“Central venous pressure measurement is not a surrogate of intravascular volume or ventricular preload for fluid resuscitation. For this, fluid responsiveness has to be assessed.”
This discussion is for physiological
purpose only.
Invasive pressure
monitoring of central venous pressure, is measurement of intramural pressure
(Pim) of the vessel.
Flow across a
vessel is a function of intramural pressure gradient and resistance to the
flow.
Force driving flow (F) = ∆P/ R
According to Poiseuille equation resistance is inversely
proportional to fourth power of radius.
(ⁿ= viscosity of fluid, L= length of
tube, r= radius of tube)
Radius of a
distensible tube depends on transmural pressure (Ptm), which is the difference
between intramural pressure and surrounding pressure (Psur).
Ptm = Pim – Psur
Surrounding
pressure for intrathoracic vascular structure is intrathoracic pressure, which
is pleural pressure (Ppl).
In a
collapsible tube, if volume is not allowed to change, then change in surrounding
pressure (Psur) will bring about similar change in intramural pressure (Pim),
so that transmural pressure (Ptm) remains unchanged. As volume will remain
unchanged only if transmural pressure remains constant.
Thus in
positive pressure ventilation changes in pleural pressure will bring about
similar change in intramural pressure of central vein, and this intramural
pressure is measured as central venous pressure.
Pleura space
is a potential space between lung and chest wall, lined by visceral and
parietal pleura respectively. Pleural pressure is a function of elastance/
compliance of lung and chest wall, which act in opposite direction.
Compliance and
elastance are inverse of each other.
In positive
pressure ventilation, relationship between applied airway pressure (PEEP) and
pleural pressure is dependent upon the compliance/ elastance of the lung and
chest wall.
If lung compliance is low, the end expiratory lung volume (EELV) achieved by applied airway pressure (PEEP will also be low and therefore the change in pleural pressure will also be low.
So, worse the
lung compliance and greater the chest wall compliance, lower will be the change
in pleural pressure for an applied airway pressure (PEEP). Therefore stiff
lungs with good chest wall compliance (ARDS/ ILD lung in a thin individual)
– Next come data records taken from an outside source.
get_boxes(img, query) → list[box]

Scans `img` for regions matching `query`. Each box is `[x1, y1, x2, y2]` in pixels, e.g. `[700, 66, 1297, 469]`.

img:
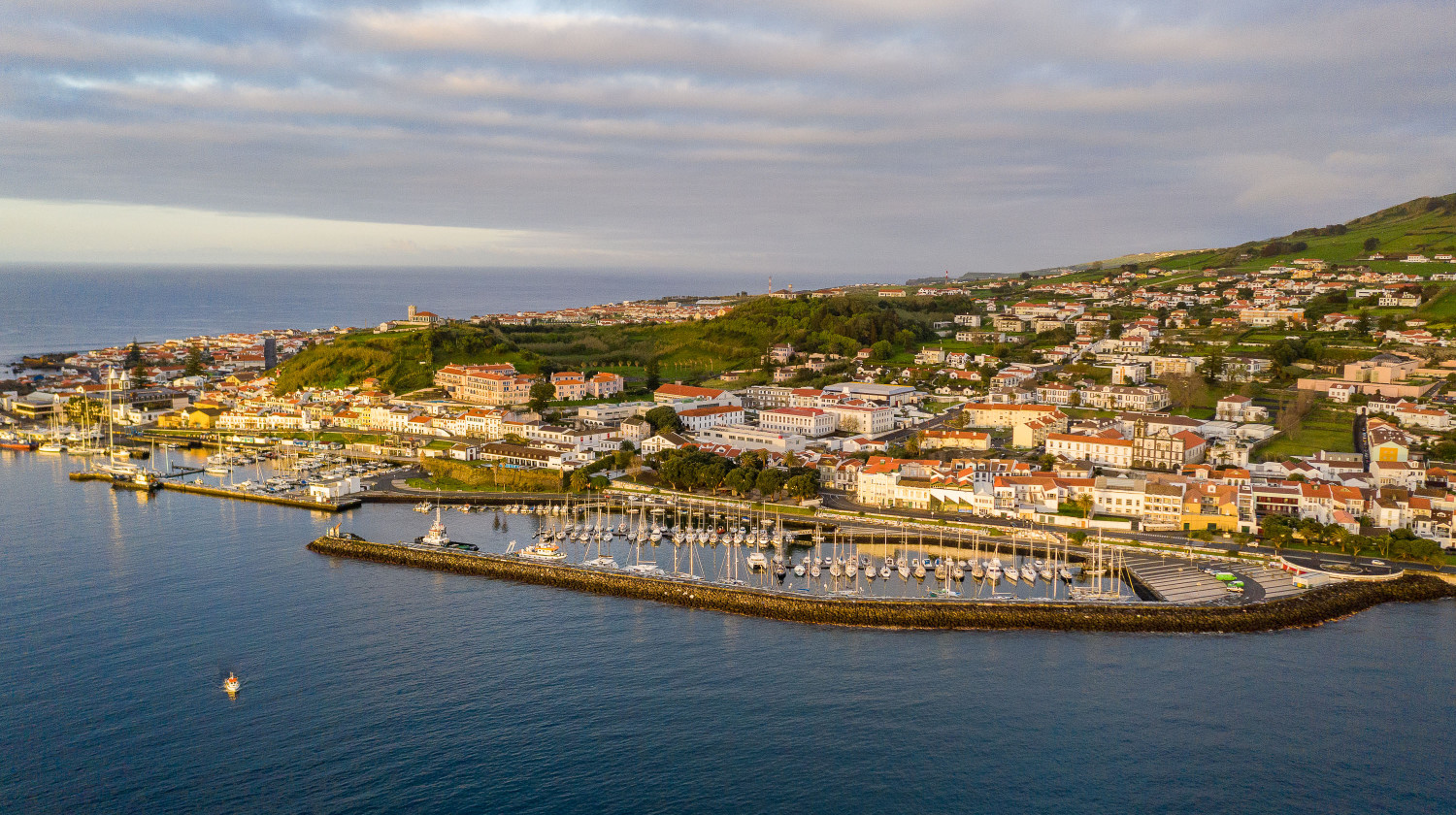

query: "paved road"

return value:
[821, 491, 1456, 575]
will have minimal change in pleural pressure with increasing airway pressure.
On the other
hand, in patients with normal compliant lung with stiff chest wall (obese or abdominal
compartment syndrome), pleural pressure will change markedly with applied
airway pressure (PEEP).
Now let us calculate
the changes in pleural pressure with applied airway pressure.
A young,
thin patient with ARDS is being ventilated with a PEEP of 16 cmH2O. In this patient lung compliance is 30 ml/ cmH2O
(markedly decreased) and chest wall compliance is 100 ml/ cmH2O(normal).
At end
expiration the lung volume (end expiratory lung volume- EELV) will be 480 ml.
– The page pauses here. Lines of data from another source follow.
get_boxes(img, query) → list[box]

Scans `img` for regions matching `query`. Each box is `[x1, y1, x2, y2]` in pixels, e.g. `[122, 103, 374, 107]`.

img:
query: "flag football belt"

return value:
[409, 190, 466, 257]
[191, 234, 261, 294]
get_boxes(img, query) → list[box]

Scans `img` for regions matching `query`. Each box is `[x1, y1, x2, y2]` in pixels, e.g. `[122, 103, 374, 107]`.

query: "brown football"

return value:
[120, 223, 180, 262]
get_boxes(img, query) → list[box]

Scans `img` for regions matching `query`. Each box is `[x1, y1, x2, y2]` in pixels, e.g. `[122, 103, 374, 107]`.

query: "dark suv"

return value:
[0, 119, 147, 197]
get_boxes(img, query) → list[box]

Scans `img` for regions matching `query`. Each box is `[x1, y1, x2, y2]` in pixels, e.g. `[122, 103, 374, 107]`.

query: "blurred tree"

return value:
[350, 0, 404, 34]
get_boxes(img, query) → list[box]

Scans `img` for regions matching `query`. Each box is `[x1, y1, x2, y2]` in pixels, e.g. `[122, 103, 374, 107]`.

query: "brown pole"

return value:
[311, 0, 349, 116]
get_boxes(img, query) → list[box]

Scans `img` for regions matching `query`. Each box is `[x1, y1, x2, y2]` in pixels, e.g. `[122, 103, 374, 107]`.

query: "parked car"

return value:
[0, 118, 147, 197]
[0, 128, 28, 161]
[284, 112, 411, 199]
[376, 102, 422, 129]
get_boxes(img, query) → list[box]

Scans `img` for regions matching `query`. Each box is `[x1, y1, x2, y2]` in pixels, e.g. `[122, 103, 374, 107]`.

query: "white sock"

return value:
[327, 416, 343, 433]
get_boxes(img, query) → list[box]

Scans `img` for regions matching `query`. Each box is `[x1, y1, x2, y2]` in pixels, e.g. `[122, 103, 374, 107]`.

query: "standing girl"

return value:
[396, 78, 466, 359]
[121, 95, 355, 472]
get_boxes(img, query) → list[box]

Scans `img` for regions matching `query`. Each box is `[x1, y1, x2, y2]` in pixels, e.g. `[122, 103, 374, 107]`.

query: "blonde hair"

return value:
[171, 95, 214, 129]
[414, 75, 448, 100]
EELV = Applied pressure (PEEP)
× Lung Compliance
EELV = 16 ×
30 = 480 ml
Resulting
pleural pressure will be the pressure applied by this lung volume in overcoming
the elastance of chest wall.
Plerual pressure = EELV / Chest wall
Compliance
Pleural pressure = 480 / 100 = 4.8 cmH2O
= 3.5 mmHg.
Thus if
measured CVP is 18 mmHG, real CVP will be 15.5 mmHg (18-3.5), an insignificant difference.
Now let us
consider an young, obese patient with pulmonary hypertension, ventilated with a
PEEP of 10 cmH2O. In this patient lung compliance is normal (100 ml/ cmH2O) but chest
wall compliance is low (60 ml/cmH2O) because of obesity.
With similar
calculation the EELV will be 1000 ml and pleural pressure will be 16 cmH2O (12
mmHg).
If measured
CVP is 16 mmHg, real CVP will be 4 mmHg (16-12), a very significant difference.
Therefore
changes in CVP, brought about by applied PEEP is a function of relative compliance
of the lung and chest wall.
Stiff lung ventilated
with high PEEP, will not result in significant alteration in measured CVP.
Whereas
stiff chest wall with normal lung, ventilated with high PEEP, will result in
marked change in measured CVP.
High PEEP is
needed in stiff lung, stiff chest wall (obesity or abdominal compartment syndrome)
and cardiogenic shock (to reduce afterload).